Но Уми слушать его не хотела и только обиженно дулась в ответ. Получалось, что чем лучше они палили, тем быстрее близился срок их разлуки. Может, она специально раньше упиралась и мазала по целям, чтобы мы подольше были вместе? Ну почему, почему радость так быстро сменяется грустью? Ах, как же тяжело было у него на душе, и сердце так непривычно ныло, как будто кто-то растягивал в груди стопудовый канат и завязывал его коренные концы кинжальным узлом, пропуская тросы через многочисленные пересекающиеся петли туго затянутой восьмёрки. Единственное, что могло успокоить обоих, было то, что после учёбы, через года три, он мог вернуться мичманом или даже лейтенантом на их же броненосец и служить на нём уже в новом качестве, и они смогли бы снова быть вместе.
«Ты веришь, что это возможно?» – спрашивали они друг друга.
И Райдон мужественно отвечал за себя и за Уми:
– Конечно, надо только набраться терпения.

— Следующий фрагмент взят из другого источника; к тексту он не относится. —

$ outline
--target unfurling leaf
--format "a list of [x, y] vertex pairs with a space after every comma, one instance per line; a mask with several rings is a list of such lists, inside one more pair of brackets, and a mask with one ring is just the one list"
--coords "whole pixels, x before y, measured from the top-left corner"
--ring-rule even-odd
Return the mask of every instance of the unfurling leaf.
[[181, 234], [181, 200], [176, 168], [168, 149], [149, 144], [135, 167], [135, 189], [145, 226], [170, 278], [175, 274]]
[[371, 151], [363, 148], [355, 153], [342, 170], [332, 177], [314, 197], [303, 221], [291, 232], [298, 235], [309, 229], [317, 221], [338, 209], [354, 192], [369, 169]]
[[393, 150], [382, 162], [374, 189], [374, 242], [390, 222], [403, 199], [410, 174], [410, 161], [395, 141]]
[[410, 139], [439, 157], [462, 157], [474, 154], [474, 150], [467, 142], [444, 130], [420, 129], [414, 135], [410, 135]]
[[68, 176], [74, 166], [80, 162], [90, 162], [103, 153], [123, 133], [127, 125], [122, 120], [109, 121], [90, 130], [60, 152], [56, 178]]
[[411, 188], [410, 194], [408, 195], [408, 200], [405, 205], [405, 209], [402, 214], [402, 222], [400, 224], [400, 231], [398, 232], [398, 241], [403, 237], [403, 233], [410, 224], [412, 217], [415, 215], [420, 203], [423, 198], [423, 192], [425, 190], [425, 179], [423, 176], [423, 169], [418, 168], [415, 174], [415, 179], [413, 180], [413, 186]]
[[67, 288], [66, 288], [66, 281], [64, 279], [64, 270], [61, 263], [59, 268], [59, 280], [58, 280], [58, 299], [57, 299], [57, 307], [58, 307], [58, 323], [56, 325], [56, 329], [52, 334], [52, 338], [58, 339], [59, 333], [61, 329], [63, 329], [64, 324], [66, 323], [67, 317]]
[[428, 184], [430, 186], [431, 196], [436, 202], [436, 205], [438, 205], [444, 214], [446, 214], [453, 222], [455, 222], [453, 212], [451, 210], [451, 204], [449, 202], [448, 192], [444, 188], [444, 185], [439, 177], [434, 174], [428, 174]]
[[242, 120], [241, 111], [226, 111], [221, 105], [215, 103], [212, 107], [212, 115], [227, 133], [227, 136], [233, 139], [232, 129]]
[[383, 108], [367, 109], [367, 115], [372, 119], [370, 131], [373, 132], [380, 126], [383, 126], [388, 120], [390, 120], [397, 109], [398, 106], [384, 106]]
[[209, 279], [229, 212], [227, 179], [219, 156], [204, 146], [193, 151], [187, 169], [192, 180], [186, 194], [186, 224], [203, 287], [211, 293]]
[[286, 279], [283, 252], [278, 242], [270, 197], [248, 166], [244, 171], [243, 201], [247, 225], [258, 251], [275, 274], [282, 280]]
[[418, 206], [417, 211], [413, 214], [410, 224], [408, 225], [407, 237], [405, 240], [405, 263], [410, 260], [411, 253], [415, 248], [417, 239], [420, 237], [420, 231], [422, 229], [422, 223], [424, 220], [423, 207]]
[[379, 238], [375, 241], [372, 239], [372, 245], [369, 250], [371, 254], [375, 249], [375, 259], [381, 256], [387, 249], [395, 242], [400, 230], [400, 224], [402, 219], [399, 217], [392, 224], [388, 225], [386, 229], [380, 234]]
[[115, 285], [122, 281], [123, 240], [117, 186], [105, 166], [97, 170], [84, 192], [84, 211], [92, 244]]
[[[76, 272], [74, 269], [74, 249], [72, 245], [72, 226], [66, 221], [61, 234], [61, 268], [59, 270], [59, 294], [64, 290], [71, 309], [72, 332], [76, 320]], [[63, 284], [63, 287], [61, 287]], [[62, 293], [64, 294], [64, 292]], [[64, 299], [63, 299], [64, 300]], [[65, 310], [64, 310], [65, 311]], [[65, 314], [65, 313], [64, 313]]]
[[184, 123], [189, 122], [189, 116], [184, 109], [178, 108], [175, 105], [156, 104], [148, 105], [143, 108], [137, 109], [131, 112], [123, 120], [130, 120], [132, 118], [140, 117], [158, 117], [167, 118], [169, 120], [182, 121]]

Так всегда учили его родители. И он подчинялся. На том и расстались
Сначала Райдону было очень тяжко на суше. Помимо тоски по Уми, он понял, что уже не мог долго выдерживать застывшей твёрдости земли, его качало от несуществующей качки и в зданиях, и на улицах, и он никак не мог заснуть на слишком неподвижной койке казармы кадетского корпуса, которая больше уютно не поскрипывала от морской болтанки, как его парусиновая «колыбель» – гамак на фрегате, а ухо не улавливало привычного убаюкивающего шума прибрежной волны и крика бакланов, и только когда обучение велось там, где ему и положено – на бортах учебных линкоров, он снова чувствовал себя как дома. Правда, особо скучать ему не давали. Распорядок дня в школе был жёстким, рассчитан по минутам, и даже секундам, и кадетам часто казалось, что их жизнь свернулась в одну промежуточную точку – моментального проваливания в сон между утром и вечером, когда ты смыкаешь глаза только для того, чтобы тут же услышать истошную сирену подъёма.